We've all heard the adage: "Be careful what you wish for, you may get it."

A more realistic statement about attaining financial security might be: "If you aren't careful what you wish for and how you plan to get it, you won't get it."

This may sound pessimistic, but it's really not. You can succeed in reaching your goals for building wealth for your lifetime use and passing it along to your heirs. But, in order to do it, you'll need to do things a bit differently from most people, who rarely create workable personal financial plans or, if they do, don't follow through long enough to see the benefit in them.

If you ask several people how wealthy people got that way, you may hear several explanations: "they were lucky," "they inherited it," or "they were true financial geniuses." While any or all of these statements may be true, they won't help most of us, who are not that lucky, that fortunate in picking our relatives, or that smart (well. . . maybe!).
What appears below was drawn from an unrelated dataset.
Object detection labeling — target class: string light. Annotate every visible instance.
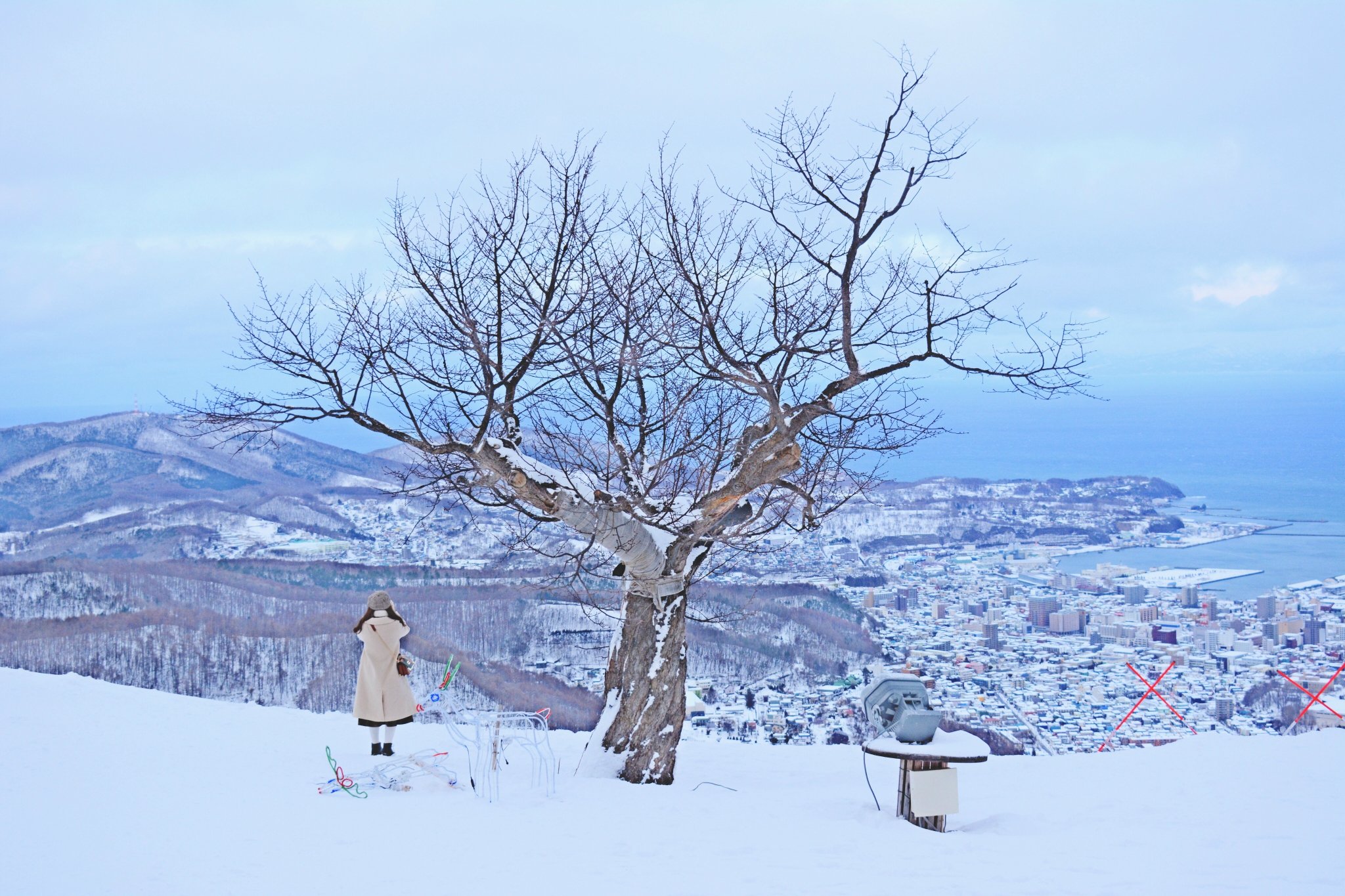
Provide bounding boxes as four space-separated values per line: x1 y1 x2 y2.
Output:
317 747 368 800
But don't despair, this list of "how they got theirs" omits what is probably the most important factor: "they were determined to meet their financial goals."
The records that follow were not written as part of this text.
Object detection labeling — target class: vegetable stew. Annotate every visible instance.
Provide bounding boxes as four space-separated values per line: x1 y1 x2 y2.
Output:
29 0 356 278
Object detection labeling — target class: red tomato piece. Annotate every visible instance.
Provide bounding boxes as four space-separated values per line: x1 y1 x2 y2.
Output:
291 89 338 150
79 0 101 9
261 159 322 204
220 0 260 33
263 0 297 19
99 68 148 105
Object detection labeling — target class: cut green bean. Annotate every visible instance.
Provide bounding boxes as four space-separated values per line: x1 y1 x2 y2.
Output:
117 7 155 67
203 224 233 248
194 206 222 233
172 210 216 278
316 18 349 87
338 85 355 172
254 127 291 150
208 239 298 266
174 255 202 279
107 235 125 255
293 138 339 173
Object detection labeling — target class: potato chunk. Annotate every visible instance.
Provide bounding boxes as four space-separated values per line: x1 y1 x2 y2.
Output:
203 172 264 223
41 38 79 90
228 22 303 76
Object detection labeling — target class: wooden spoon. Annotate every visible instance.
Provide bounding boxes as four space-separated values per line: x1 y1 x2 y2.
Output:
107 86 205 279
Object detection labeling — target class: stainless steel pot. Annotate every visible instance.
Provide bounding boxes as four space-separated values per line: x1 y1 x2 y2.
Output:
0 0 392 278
In order to direct your determination where it will help you the most, you must first identify what you have now. Assuming you've done that, the next step is to set your goals for the future.

Because goal setting is so important, it absolutely needs to be done right. Hastily constructed, ill-thought out goals may do more harm than good. If the goals take you in the wrong direction, or are simply too easy to achieve, achieving them will not help you much. If the goals are so difficult that they are practically impossible to reach, you are setting yourself up for failure.